I find it just as difficult to understand the Still Berning friends who don’t see the difference between a Trump and Clinton presidency.
Very well said
Fareed Zakaria* did a segment his week on the difference between liars and bullshit artists, identifying Trump as the latter. Liars know the truth, and are trying to thwart it. BS artists make stuff up as they go, and do not know or care what truth is. We all know someone like Trump. A blowhard. Harmless. (Combine this and a Malcom Gladwell interview, it was the best hour I’ve spent with the TV in a very long time.)
It struck me that people hold BS artists to a far lower standard than liars. So Trump gets a pass on a lot of stuff, Hillary does not. Which brings me to those neighbors. What I hear time and again is fear/distrust/dislike of Trump followed by, “at least he’s better than Hillary.” Given party loyalty, Trump can carry his party as long as he doesn’t cross the line into less-often forgiven behavior.

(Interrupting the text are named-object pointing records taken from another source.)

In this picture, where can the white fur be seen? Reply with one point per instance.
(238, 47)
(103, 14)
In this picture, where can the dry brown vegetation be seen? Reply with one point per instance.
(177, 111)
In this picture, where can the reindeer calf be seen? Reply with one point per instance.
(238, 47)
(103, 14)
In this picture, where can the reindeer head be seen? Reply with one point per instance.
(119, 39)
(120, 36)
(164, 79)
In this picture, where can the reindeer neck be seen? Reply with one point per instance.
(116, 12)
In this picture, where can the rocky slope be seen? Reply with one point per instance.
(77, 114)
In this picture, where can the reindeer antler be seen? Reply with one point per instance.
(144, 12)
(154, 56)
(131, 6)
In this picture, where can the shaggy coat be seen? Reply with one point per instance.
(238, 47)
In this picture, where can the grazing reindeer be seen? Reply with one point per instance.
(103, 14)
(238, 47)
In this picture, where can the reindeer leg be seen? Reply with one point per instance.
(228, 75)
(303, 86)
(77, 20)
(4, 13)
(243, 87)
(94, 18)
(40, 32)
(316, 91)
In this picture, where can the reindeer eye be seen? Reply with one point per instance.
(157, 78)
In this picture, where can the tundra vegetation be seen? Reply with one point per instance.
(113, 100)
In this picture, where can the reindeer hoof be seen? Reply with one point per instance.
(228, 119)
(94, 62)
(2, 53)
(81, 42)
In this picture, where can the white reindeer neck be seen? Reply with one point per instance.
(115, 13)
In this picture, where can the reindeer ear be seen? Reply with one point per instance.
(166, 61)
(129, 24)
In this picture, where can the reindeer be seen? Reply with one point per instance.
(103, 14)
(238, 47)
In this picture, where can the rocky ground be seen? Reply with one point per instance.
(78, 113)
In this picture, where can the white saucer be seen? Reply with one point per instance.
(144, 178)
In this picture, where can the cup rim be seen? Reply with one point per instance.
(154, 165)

* Everyone should have their DVR record this show.
Very revealing commentary
Maybe part of your angst is you choose to remember what your “not particularly enlightened” friends say and not what enlightened people say. Trump is dead right on most issues while Bush and the other 16 Republican nomination seekers were not. He established trust as a businessman in a major liberal litigious city. He never stops doing things for people despite the discouraging vindictive words. Maybe you should comment on his economic plan discussed 8/8/16 in Detroit instead of trying to signal your hate to neighborhood hooligans.